High-dose chemotherapy, frequently used to treat various malignancies, is a myeloablative therapy that leads to neutropenia (severe decrease in neutrophil counts) and thrombocytopenia (severe decrease in platelet counts). To accelerate hematologic recovery, hematopoietic stem cell transplantations are given to the patient. In the past, bone marrow was the major source of stem cells, but currently there is an increase in the use of peripheral blood-derived stem cells for transplantation. Peripheral blood-derived stem cells are harvested by leukocytapheresis, after treatment of the patients with Granulocyte Colony-Stimulatmg-Factor(G-CSF), with or without chemotherapy, to mobilize stem cells from the bone marrow into the peripheral blood. Cord blood is another source of stem cells, but the limited number of stem cells restricts the use of cord blood stem cells to children.
Despite the use of stem-cell transplantations after myeloablative therapy, the period of thrombocytopenia is considerable. This seems to be due to the fact that reinfused stem cells still have to undergo the whole proces of differentiation and maturation from stem cell to megakaryocyte before platelets are released. Thrombocytopenia can lead to life-threatening bleeding tendencies. To overcome the period of thrombocytopenia, patients are treated with platelet transfusions. Repeated platelet transfusions carry the risk of alloantibody formation by the patient, which can lead to a severely decreased survival time of transfused platelets and to refractoriness to platelet transfusions. Moreover, there is risk of transmission of blood-borne infections. Alternative treatments to reduce the period of chemotherapy-induced thrombocytopenia became available with the cloning of thrombopoietin (Tpo) (Chapter 2). Administration of recombinant Tpo after myeloablative therapy did not result in a satisfactory reduction in the period of platelet transfusion dependency (Chapter 2). Apparently, Tpo is not able to shorten the time needed for megakaryocyte formation. An alternative approach might therefore be to expand ex vivo autologous CD34+ hematopoietic stem cells into
megakaryocyte progenitors and megakaryocytes. Stem cell transplants contain
Chapter 1
variable numbers of megakaryocyte committed cells. In the past it has been shown that higher numbers of megakaryocyte progenitors (represented by cells expressing both CD41 and CD34) or colony-forming-unit megakaryocyte (CFU-Meg) reduces the time to platelet recovery{21,65,66,68}. Reinfused ex vivo expanded megakaryocytes and megakaryocyte progenitors can directly produce platelets, because they do not have to undergo the whole proces of megakaryocyte differentiation. In this way sufficient platelets may be produced during the time bone-marrow reconstitution takes place, thereby reducing the period of severe thrombocytopenia.

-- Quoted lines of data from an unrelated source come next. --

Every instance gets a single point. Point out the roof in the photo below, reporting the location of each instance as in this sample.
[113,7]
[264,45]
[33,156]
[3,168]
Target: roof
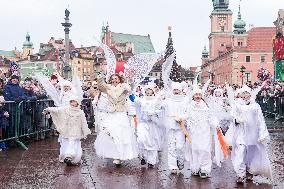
[260,39]
[7,53]
[142,44]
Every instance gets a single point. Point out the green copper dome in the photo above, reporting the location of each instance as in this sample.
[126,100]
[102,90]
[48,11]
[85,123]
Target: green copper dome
[239,25]
[205,53]
[28,43]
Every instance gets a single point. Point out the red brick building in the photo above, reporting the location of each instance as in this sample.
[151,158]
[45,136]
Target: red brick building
[230,49]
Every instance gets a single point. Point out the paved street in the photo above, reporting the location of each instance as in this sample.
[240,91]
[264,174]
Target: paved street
[38,167]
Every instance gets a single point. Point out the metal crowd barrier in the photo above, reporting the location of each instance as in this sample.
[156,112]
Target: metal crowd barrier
[273,107]
[26,120]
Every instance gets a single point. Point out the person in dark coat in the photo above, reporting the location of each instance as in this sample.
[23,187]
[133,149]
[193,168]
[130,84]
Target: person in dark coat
[4,122]
[2,84]
[13,91]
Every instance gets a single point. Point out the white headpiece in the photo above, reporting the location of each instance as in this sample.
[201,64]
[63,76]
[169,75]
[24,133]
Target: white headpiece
[197,90]
[176,85]
[218,90]
[245,88]
[150,86]
[75,98]
[67,83]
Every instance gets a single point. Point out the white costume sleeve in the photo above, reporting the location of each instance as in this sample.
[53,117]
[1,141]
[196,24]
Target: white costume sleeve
[263,132]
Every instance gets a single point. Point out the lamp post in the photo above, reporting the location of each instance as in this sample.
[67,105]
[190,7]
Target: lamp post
[67,70]
[242,70]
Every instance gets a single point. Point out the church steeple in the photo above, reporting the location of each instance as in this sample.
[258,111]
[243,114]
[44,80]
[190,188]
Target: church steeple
[205,53]
[27,47]
[239,25]
[221,5]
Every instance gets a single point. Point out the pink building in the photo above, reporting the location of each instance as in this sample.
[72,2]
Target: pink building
[230,49]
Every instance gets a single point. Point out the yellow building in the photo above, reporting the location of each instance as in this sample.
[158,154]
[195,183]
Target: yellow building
[27,47]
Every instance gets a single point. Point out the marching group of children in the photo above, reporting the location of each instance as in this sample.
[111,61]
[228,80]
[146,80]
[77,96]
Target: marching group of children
[184,121]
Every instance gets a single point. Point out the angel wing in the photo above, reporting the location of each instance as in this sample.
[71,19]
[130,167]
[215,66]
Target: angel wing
[139,66]
[194,84]
[230,92]
[166,70]
[77,86]
[205,86]
[110,58]
[49,88]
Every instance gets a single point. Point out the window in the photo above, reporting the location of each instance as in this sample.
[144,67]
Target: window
[262,59]
[247,58]
[247,77]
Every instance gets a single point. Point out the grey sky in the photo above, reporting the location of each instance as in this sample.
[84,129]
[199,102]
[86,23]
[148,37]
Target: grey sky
[188,18]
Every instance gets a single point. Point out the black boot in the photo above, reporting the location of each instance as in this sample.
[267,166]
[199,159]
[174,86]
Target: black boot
[143,161]
[68,161]
[151,166]
[180,165]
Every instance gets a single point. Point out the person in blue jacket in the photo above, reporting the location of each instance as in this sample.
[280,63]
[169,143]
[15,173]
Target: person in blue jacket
[13,91]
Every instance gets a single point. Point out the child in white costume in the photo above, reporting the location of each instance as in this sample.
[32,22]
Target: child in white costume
[250,135]
[116,138]
[175,114]
[148,135]
[200,123]
[71,123]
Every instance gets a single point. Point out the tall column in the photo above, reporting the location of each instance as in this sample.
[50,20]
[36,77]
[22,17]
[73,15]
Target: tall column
[67,70]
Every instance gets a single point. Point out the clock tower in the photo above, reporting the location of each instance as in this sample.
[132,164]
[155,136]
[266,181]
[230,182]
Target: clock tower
[220,38]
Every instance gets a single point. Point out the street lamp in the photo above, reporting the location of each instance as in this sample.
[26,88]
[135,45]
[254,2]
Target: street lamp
[242,70]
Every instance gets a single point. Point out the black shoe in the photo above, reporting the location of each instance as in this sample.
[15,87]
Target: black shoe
[68,161]
[240,180]
[143,162]
[151,166]
[203,175]
[180,165]
[249,176]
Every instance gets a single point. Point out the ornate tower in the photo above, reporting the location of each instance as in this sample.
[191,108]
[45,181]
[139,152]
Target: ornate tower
[239,25]
[67,71]
[27,47]
[221,28]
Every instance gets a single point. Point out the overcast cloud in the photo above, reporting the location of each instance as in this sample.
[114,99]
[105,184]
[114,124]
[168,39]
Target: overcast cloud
[188,18]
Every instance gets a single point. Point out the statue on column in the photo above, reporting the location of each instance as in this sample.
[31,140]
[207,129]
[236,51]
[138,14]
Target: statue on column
[278,46]
[279,23]
[67,13]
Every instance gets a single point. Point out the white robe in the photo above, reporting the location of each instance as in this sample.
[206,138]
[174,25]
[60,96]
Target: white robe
[70,133]
[116,138]
[248,153]
[199,123]
[148,136]
[175,107]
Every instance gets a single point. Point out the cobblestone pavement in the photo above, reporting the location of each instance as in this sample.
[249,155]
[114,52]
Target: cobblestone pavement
[38,167]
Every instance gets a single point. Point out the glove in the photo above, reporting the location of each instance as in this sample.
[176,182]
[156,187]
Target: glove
[239,120]
[261,140]
[17,100]
[6,114]
[45,111]
[132,97]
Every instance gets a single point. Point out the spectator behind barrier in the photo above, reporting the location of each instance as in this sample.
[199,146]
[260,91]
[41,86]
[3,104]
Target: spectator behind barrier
[1,86]
[13,91]
[4,122]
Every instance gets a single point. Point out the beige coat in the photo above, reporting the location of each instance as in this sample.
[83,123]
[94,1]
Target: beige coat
[117,95]
[70,122]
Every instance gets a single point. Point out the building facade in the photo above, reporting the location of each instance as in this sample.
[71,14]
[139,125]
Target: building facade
[231,48]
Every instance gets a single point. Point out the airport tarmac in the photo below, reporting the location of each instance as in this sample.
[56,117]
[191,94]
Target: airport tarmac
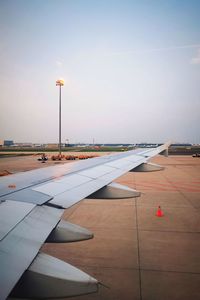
[136,254]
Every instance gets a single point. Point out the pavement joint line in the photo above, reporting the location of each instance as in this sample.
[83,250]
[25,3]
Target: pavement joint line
[170,231]
[137,269]
[138,248]
[170,271]
[178,189]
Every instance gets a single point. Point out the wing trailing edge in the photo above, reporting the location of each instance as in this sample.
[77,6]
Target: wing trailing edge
[49,277]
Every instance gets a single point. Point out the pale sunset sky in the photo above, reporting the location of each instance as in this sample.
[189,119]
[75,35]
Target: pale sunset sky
[131,70]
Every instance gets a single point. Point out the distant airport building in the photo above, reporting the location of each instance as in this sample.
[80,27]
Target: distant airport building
[8,143]
[51,146]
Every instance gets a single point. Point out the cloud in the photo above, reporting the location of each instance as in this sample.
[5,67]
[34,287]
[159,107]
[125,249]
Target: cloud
[196,60]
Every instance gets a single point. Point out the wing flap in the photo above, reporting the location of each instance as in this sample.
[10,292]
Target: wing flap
[49,277]
[11,213]
[21,245]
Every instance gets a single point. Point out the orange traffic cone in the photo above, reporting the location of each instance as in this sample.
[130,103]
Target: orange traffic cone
[159,212]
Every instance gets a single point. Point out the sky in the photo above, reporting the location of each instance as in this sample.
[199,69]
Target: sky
[131,70]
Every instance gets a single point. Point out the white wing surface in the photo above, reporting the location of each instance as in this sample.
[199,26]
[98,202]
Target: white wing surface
[31,206]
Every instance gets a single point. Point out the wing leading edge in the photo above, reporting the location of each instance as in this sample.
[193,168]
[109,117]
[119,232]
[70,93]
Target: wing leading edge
[31,206]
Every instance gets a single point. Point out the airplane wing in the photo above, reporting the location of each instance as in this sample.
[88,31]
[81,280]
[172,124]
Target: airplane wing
[31,207]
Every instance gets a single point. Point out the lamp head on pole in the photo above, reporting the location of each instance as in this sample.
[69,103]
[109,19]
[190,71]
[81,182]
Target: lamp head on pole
[60,82]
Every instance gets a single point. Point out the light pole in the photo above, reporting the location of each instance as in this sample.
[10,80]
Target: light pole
[60,82]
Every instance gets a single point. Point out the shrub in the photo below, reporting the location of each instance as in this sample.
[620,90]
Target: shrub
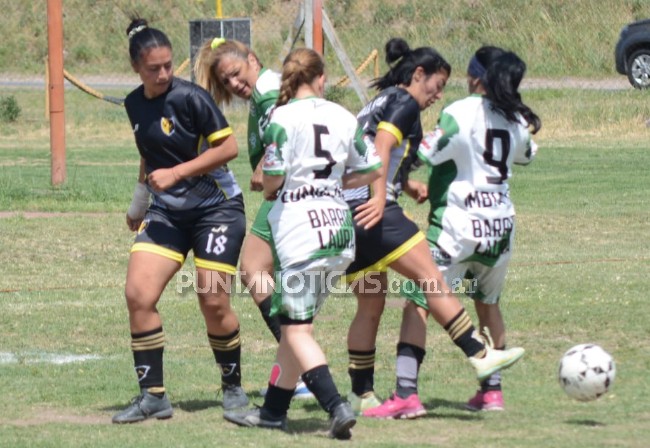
[9,108]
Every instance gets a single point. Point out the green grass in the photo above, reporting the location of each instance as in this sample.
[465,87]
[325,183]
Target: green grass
[579,274]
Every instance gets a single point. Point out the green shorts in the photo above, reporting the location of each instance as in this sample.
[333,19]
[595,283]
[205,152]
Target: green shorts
[301,289]
[261,226]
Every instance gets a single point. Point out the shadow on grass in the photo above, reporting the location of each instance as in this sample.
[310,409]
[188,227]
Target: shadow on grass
[186,406]
[579,422]
[433,405]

The aim of this thesis was to define optimal culture conditions for the ex vivo expansion of megakaryocytes. For this purpose, a liquid culture system was developed. Different growth-factor combinations and culture media were tested to determine the most suitable and clinical applicable culture conditions (Chapter 3 and 5). Moreover, the outgrowth of CD34+ stem cells from various sources into the
megakaryocytic lineage was compared (Chapter 4).
In addition, the developed megakaryocyte culture system was used to analyse the capacity of hematopoietic progenitor cells from patients with various forms of thrombocytopenia to form megakaryocytes (Chapter 7). In patients with congenital amegakaryocytic thrombocytopenia mutations in the gene encoding the Tpo-receptor, c-mpl, were found as the likely cause of this disorder (Chapter 6). In Chapter 8, a functional analysis of the mutations that did not directly predict loss of Mpl function or expression is described.